By observation the average number of comments on ask posts are approximately 5 greater than the average number of comments on show posts. The number of posts in both lists are negligible, and we assume outliers in both lists are averaged out by a large enough dataset.

# Finding the Amount of Ask Post, Comments by Hour Created and Calculating the Average of Ask HN Posts by Hour
We'll first find the amount of ask posts created during each hour of the day and put them into a dictionary, likewise with the number of comments those posts received. Then we'll calculate the average number of comments on ask posts at each hour:

In [4]:
import datetime as dt
result_list = []
for row in ask_posts:
    parse = [row[6], int(row[4])]  
    result_list.append(parse)
    
counts_by_hour = {}
comments_by_hour = {}
for row in result_list:
    hour = row[0]
    comment = row[1]
    hour = dt.datetime.strptime(hour, "%m/%d/%Y %H:%M")
    hour = hour.strftime("%H")
    if hour not in counts_by_hour:
        counts_by_hour[hour] = 1
        comments_by_hour[hour] = comment
    elif hour in counts_by_hour:
        counts_by_hour[hour] += 1
        comments_by_hour[hour] += comment
        
print(counts_by_hour)
print('\n')
print(comments_by_hour)

{'02': 269, '01': 282, '22': 383, '21': 518, '19': 552, '17': 587, '15': 646, '14': 513, '13': 444, '11': 312, '10': 282, '09': 222, '07': 226, '03': 271, '23': 343, '20': 510, '16': 579, '08': 257, '00': 301, '18': 614, '12': 342, '04': 243, '06': 234, '05': 209}


{'02': 2996, '01': 2089, '22': 3372, '21': 4500, '19': 3954, '17': 5547, '15': 18525, '14': 4972, '13': 7245, '11': 2797, '10': 3013, '09': 1477, '07': 1585, '03': 2154, '23': 2297, '20': 4462, '16': 4466, '08': 2362, '00': 2277, '18': 4877, '12': 4234, '04': 2360, '06': 1587, '05': 1838}


In [5]:
avg_by_hour = []
for hr in comments_by_hour:
    avg_by_hour.append([hr, comments_by_hour[hr]/counts_by_hour[hr]])

print(avg_by_hour)

[['02', 11.137546468401487], ['01', 7.407801418439717], ['22', 8.804177545691905], ['21', 8.687258687258687], ['19', 7.163043478260869], ['17', 9.449744463373083], ['15', 28.676470588235293], ['14', 9.692007797270955], ['13', 16.31756756756757], ['11', 8.96474358974359], ['10', 10.684397163120567], ['09', 6.653153153153153], ['07', 7.013274336283186], ['03', 7.948339483394834], ['23', 6.696793002915452], ['20', 8.749019607843136], ['16', 7.713298791018998], ['08', 9.190661478599221], ['00', 7.5647840531561465], ['18', 7.94299674267101], ['12', 12.380116959064328], ['04', 9.7119341563786], ['06', 6.782051282051282], ['05', 8.794258373205741]]
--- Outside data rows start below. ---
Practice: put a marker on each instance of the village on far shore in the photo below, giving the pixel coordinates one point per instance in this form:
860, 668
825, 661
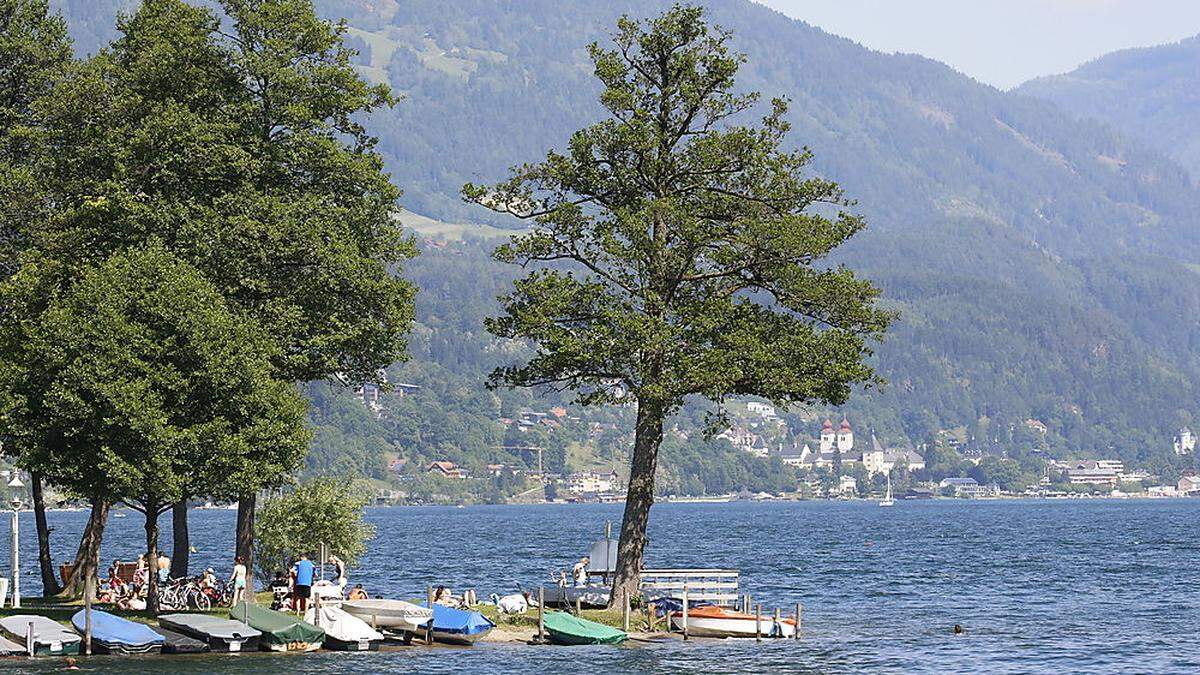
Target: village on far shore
837, 461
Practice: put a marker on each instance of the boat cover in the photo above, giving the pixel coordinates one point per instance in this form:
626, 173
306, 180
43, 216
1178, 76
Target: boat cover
569, 629
112, 629
276, 626
381, 608
9, 647
46, 631
457, 621
341, 626
208, 626
179, 643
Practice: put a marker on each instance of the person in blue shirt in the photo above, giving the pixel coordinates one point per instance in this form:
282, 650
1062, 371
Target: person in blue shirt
304, 572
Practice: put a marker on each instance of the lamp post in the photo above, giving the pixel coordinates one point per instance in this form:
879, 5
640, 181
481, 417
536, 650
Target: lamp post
15, 485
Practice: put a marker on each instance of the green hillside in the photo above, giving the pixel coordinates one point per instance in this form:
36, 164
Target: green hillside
1043, 266
1150, 94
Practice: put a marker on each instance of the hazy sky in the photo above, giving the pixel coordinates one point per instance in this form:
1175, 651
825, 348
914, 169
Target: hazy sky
1002, 42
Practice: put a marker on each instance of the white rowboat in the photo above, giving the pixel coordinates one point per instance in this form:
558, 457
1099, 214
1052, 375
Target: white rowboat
396, 615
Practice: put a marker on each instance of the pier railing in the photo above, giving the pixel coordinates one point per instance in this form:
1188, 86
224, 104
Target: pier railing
718, 586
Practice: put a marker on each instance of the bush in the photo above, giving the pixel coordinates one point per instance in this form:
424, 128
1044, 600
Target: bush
323, 512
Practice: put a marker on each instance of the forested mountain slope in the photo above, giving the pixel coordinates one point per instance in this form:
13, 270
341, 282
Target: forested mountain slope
1043, 266
1151, 94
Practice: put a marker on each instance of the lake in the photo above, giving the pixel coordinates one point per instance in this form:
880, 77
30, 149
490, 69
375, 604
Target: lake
1084, 586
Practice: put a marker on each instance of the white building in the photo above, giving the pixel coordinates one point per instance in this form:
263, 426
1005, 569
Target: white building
589, 482
847, 487
796, 455
1188, 485
883, 460
1185, 442
843, 438
765, 411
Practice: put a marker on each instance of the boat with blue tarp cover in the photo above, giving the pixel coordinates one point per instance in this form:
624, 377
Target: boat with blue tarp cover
114, 634
457, 626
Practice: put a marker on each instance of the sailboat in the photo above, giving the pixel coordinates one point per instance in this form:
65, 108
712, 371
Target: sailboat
887, 499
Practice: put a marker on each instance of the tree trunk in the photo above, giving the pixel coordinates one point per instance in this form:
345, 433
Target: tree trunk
647, 438
153, 559
51, 585
88, 555
244, 547
181, 541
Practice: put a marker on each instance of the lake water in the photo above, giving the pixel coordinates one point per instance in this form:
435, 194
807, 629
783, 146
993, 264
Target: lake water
1083, 586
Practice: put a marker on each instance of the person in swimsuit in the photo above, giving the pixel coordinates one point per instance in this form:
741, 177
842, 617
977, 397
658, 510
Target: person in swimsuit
304, 571
239, 580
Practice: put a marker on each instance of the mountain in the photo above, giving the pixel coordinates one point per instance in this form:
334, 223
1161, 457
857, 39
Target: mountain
1151, 94
1044, 267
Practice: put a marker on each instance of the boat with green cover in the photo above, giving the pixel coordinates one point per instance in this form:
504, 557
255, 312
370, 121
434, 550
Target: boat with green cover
569, 629
281, 632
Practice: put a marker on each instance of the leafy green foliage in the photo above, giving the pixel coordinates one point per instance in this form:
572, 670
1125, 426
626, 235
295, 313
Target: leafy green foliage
323, 512
142, 384
244, 154
694, 254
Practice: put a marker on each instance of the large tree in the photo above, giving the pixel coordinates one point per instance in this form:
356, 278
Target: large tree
679, 250
35, 52
154, 387
243, 153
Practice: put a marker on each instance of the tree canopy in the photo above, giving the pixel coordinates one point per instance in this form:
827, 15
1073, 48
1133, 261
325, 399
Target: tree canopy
679, 250
325, 511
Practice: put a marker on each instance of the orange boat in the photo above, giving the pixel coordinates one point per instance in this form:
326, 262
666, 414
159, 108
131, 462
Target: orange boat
723, 622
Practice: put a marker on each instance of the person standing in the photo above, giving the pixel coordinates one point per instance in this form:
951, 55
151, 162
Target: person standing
580, 572
339, 572
163, 568
304, 569
239, 580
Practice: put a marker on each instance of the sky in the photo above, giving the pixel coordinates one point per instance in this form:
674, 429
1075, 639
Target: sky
1002, 42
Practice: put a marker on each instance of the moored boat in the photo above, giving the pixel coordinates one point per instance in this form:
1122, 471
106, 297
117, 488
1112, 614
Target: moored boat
721, 622
569, 629
220, 634
395, 615
179, 643
591, 597
281, 632
48, 635
9, 647
115, 634
457, 626
343, 631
# Sorting List of Lists and Printing the Five Highest Values:

In [6]:
swap_avg_by_hour = []
for hr in avg_by_hour:
    swap = [hr[1],hr[0]]
    swap_avg_by_hour.append(swap)

sorted_swap = sorted(swap_avg_by_hour, reverse=True)
print("Top 5 Hours for Ask Posts Comments")
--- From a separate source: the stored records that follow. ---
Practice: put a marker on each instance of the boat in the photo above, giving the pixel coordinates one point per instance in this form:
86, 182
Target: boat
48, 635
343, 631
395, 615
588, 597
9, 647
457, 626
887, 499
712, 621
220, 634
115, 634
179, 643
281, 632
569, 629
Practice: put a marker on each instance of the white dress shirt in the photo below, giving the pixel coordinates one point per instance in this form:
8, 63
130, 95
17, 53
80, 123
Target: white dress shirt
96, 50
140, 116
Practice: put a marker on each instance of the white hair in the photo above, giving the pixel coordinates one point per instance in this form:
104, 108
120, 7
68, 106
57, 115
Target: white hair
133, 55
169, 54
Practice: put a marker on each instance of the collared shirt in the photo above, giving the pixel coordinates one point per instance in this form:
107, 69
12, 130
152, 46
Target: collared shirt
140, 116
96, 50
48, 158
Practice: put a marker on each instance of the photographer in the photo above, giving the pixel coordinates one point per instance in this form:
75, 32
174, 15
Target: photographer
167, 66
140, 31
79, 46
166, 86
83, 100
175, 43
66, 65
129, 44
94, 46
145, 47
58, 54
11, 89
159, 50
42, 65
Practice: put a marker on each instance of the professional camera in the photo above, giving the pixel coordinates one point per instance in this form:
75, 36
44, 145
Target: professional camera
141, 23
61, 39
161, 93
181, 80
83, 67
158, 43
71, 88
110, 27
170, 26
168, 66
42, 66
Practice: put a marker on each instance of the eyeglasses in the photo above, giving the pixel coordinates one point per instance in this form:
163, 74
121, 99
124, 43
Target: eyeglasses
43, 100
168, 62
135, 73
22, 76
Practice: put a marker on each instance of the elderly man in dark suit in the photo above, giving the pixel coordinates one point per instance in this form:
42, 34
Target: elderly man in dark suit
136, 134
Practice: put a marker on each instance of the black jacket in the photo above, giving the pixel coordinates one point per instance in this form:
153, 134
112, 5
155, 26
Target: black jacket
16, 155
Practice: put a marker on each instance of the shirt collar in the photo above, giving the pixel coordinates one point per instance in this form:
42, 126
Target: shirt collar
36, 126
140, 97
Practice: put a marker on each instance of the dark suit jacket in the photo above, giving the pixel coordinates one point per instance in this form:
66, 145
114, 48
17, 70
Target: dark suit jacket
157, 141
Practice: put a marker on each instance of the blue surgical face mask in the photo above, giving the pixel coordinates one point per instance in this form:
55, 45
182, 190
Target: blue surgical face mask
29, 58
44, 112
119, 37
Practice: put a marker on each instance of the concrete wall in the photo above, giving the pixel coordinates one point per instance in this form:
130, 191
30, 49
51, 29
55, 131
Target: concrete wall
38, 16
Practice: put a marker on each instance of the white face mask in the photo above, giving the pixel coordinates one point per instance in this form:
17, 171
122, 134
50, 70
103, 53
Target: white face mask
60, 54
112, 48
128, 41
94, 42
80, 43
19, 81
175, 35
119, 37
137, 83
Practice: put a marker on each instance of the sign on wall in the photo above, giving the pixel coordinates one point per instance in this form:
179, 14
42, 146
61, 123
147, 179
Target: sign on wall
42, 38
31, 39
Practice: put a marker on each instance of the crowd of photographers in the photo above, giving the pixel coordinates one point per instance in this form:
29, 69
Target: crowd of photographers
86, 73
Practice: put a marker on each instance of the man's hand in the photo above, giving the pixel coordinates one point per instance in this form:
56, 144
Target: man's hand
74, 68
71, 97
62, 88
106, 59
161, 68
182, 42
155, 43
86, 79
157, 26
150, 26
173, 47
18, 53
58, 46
for avg, hr in sorted_swap[:5]:
    print('{}: {:.2f} average comments per post'.format(
        dt.datetime.strptime(hr, "%H").strftime("%H:%M"),avg))
    

Top 5 Hours for Ask Posts Comments
15:00: 28.68 average comments per post
13:00: 16.32 average comments per post
12:00: 12.38 average comments per post
02:00: 11.14 average comments per post
10:00: 10.68 average comments per post


So the highest average comments per post is at 15:00, with 28.68 average comments per post. Note this is in Eastern timezone which would be 7pm GMT. There is a 57% difference between the two highest average comments per post timeframes.

# Conclusion
We've analysed ask posts and show posts to determine on average which type of post and time received the most comments. After analysis, we can deduce the best time to maximise the amounts of comments you'd receive when posting, of the posts that received comments, would be between 15:00-16:00pm est.